July 13, 2020

Looking beyond Harvest 2020 and UK conditions

As harvest rolls on and we face entering the 2020/21 season with a national deficit of wheat, in this highlight article we highlight these long term risks being faced over the next 12 months and potentially beyond.

With poor yields being reported in Europe and the Black Sea and prices having climbed again recently, it is easy to overlook the broader risks that are going to be faced over the next 12 months.

Since October, the deficit of wheat for the upcoming season has been known about and factored into new crop prices, while the exact size of the UK crop is not yet known, the pricing effects of this factor alone will be minimal. November-20 UK feed wheat futures having already moved to a premium to Paris milling wheat futures, unable to climb higher than the cost of importing European wheat (import requirement are already priced in). This leaves two distinct risks for UK wheat, global markets and currency.


The pound has been under pressure from two factors, Brexit and economic pandemic fears. This leaves two risks and potential upsides for the pound, a comprehensive deal with the EU, and economic recovery (remember, a stronger pound puts pressure on domestic prices).

The UK and EU have continued to politically posture Brexit positions and push that there remain default positions, but positive movements and announcements have the potential to quickly increase the value of the pound.

So far in July the value of the pound has increased 1.3% relative to the Dollar and up 0.6% relative to the euro on news that ‘landing zones’ for agreements such as fishing are being drawn up, removing a lot of the cliff-edge threat.

Additionally, with the UK and EU economy having suffered from lockdown measures, as a result of the pandemic, there are ever increased needs to prevent further economic shocks, placing an increased necessity for a deal being reached. Another supportive factor for the pound may come as the recent relaxing of restrictions, governmental support and supportive data has the potential to provide confidence in the UK economy.Yet it remains important to recognise that there are of course risks that the UK could still leave the EU without a form of trade deal, and this risk will pressure markets such as barley until a deal is reached and the threat of leaving the EU without a deal remains a negative market risk.

Global Markets

Global grain markets have received a degree of support from falls to the US corn area, poor weather forecasts, and poor initial harvest yields in Europe and the Black Sea. While the short-term volatility and direction of markets will be driven by the harvest results and weather forecasts, long term there are important and significant downside market risks.

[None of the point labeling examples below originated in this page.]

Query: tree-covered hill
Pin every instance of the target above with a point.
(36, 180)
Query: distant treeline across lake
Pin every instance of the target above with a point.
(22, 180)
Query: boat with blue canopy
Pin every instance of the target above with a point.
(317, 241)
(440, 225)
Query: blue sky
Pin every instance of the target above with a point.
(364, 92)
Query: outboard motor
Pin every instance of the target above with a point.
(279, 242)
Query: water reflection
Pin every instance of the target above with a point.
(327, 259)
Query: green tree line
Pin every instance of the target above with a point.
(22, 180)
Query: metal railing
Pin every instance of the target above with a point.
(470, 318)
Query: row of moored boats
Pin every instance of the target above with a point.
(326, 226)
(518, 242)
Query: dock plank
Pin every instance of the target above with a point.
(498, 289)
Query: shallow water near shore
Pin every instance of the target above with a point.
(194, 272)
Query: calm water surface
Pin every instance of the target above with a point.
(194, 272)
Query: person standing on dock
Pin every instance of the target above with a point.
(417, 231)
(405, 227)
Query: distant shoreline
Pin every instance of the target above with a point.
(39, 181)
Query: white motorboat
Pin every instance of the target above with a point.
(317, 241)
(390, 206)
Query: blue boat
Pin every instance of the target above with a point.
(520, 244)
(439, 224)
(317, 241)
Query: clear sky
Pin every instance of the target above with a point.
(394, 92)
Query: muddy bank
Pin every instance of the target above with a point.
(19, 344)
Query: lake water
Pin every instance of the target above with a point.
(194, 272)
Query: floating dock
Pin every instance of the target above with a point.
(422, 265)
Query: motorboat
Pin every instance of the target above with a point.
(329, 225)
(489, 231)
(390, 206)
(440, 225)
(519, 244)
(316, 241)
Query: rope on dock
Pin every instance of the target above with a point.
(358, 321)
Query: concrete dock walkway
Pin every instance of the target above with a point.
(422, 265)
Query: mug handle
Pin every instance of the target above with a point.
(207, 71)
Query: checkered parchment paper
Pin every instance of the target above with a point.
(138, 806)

While wheat production in the UK and EU is down year on year, and although initial winter wheat yields are disappointing, wheat production in Russia is still forecast to be the second largest on record. With proposed export restrictions in the second half of the season, Russian wheat exports are likely to be more aggressive in the first half of the season. Additionally, with a return of Australia as a large export nation, the 2020/21 season will have an increased supply of wheat and barley later on, competing into nations that Black Sea exporters have since filled the gaps.

Lastly, we cannot forget the impact from coronavirus and the global pandemic implications. While in the UK there is an increasing feeling of normality, there remains a subdued economy with many having lost disposable income.

In the UK with a lack of sporting events, and restaurant trade remaining limited, consumption is going to continue to be questioned. But consumption will not just be down in the UK but across Europe and on a global scale. Throughout 2020/21, global consumption levels will be carefully watched, with a focus on ethanol production in the US but also global import requirements. With less travel and the economies of tourist destinations suffering, many importing nations and trade flows face a challenge. Also, with less disposable income, individual travel will likely be reduced, as will consumer expenditure, denting individual demand for fuel, food and importantly livestock products across the world, potentially reversing the trend for ever increasing global grain and oilseed consumption.

The wild card for these markets remains the corn outlook as Northern Hemisphere crops enter key productivity stages, conditions currently look good and forecasts ideal however this will need monitoring in the next few months.